Outra questão diz respeito à concorrência. No edital do aeroporto de São Gonçalo do Amarante, por exemplo, não há garantias de que um novo aeroporto não poderá ser construído na sua área de influência. O texto do edital não é claro a esse respeito. "O fator concorrência é uma incerteza a mais nesse debate", diz Faraco.

O advogado americano Zane Gresham, do escritório Morrison & Foerster, que já assessorou parcerias público-privadas em vários setores, inclusive aeroportos, destaca que outro ponto-chave a ser definido é o modelo de tarifa: se será o chamado "single till" ou "dual till".

Pelo "single till", as receitas aeronáuticas e as comerciais, como a obtida com o aluguel de lojas e restaurantes, são consideradas em conjunto e sujeitas a regulação do governo. Já pelo "dual till", elas são consideradas de formas separada e apenas as aeroportuárias estão submetidas a regulação. "O modelo dual till é muito mais atrativo para o setor privado", afirma Gresham.

Também ainda não está claro se o critério para a escolha do vencedor dos leilões será a menor tarifa ou o pagamento do maior valor pela outorga. No aeroporto de São Gonçalo do Amarante, o critério será a maior outorga.

Com relação a prazo de concessão, o modelo mais comum, segundo profissionais de mercado, são prazos que variam de 25 a 30 anos. Outra dúvida é se os demais aeroportos do País serão licitados em bloco ou individualmente, como o governo diz que fará com Guarulhos, Viracopos e Brasília.

O ideal é que fosse adotado o modelo em bloco, que possibilitaria repassar também à iniciativa privada os aeroportos que individualmente não são rentáveis. Mas isso tornaria a privatização mais complexa e demorada. E a questão do tempo é fundamental para o governo, já que boa parte dos aeroportos já enfrentam gargalos hoje devido ao crescimento da demanda.

"O problema dos aeroportos no Brasil não é para a Copa, é hoje", diz Daniel Goldberg, presidente do Morgan Stanley no Brasil. Segundo ele, durante eventos como a Copa do Mundo, o número de viagens a negócios cai drasticamente no Brasil e boa parte dos turistas que virão ao Brasil chegarão aos aeroportos fora dos horários de pico, em voos fretados. "O problema é agora", afirma, ressaltando que 44 aeroportos no Brasil deixaram de receber voos regionais nos últimos anos.

Ele destaca a importância de o governo rever o sistema tarifário do setor, tornando-o mais flexível e coerente com a realidade de cada aeroporto. "Um sistema de tarifas rígido e uniforme como o atual é oneroso e ineficiente", diz. Alterar essa realidade só será possível, segundo ele, se a gestão do setor for descentralizada. "Cada aeroporto precisa ser visto como uma unidade de negócio."

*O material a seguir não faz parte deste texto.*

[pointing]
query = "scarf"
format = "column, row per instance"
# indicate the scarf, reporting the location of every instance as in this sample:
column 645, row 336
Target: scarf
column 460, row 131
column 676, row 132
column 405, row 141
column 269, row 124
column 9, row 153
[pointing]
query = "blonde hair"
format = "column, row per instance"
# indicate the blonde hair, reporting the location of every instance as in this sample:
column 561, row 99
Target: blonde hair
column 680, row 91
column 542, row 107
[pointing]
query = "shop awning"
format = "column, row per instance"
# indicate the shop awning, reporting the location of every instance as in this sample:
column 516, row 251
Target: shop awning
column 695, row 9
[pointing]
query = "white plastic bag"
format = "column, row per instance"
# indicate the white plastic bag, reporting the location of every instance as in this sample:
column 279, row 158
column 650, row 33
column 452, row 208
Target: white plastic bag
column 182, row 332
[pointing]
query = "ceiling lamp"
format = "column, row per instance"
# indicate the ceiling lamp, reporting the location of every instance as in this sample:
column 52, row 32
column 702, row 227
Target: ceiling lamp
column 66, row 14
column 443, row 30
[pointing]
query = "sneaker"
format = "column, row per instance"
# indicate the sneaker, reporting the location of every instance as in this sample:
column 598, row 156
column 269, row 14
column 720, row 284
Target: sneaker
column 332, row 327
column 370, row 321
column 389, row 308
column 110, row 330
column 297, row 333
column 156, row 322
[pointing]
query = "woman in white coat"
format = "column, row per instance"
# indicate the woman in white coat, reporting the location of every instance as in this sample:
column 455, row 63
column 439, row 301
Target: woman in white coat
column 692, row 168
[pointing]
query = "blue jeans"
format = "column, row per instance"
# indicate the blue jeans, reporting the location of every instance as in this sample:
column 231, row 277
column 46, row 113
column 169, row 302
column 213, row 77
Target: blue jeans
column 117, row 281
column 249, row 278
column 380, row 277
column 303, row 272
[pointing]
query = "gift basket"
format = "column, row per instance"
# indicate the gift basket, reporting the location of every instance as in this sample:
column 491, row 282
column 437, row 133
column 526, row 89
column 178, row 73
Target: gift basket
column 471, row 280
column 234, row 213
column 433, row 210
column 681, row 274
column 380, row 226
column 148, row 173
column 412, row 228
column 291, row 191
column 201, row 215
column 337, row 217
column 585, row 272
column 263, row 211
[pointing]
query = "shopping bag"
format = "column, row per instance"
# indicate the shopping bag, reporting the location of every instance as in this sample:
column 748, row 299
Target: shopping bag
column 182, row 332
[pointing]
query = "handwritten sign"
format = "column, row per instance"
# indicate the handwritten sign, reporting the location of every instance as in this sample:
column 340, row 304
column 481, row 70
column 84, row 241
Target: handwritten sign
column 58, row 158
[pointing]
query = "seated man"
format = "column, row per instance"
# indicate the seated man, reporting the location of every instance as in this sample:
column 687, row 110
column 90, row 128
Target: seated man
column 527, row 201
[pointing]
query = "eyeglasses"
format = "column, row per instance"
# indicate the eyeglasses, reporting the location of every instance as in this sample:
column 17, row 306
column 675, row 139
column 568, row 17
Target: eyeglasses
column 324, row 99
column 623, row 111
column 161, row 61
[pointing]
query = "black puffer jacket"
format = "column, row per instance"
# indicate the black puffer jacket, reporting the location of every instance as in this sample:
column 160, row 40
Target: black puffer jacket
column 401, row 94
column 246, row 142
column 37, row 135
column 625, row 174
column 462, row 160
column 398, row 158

Apesar das inúmeras incertezas que ainda pairam sobre o processo de privatização do setor, que terá início neste mês de julho, é dado como certo o interesse de investidores privados. Isso porque o negócio de aeroportos costuma ser muito mais rentável do que o de concessões nas áreas de energia e rodovias, por exemplo. Alguns especialistas estimam que, em função das receitas comerciais, o retorno pode chegar a até 60%, enquanto nas outras áreas raramente passa dos 15%.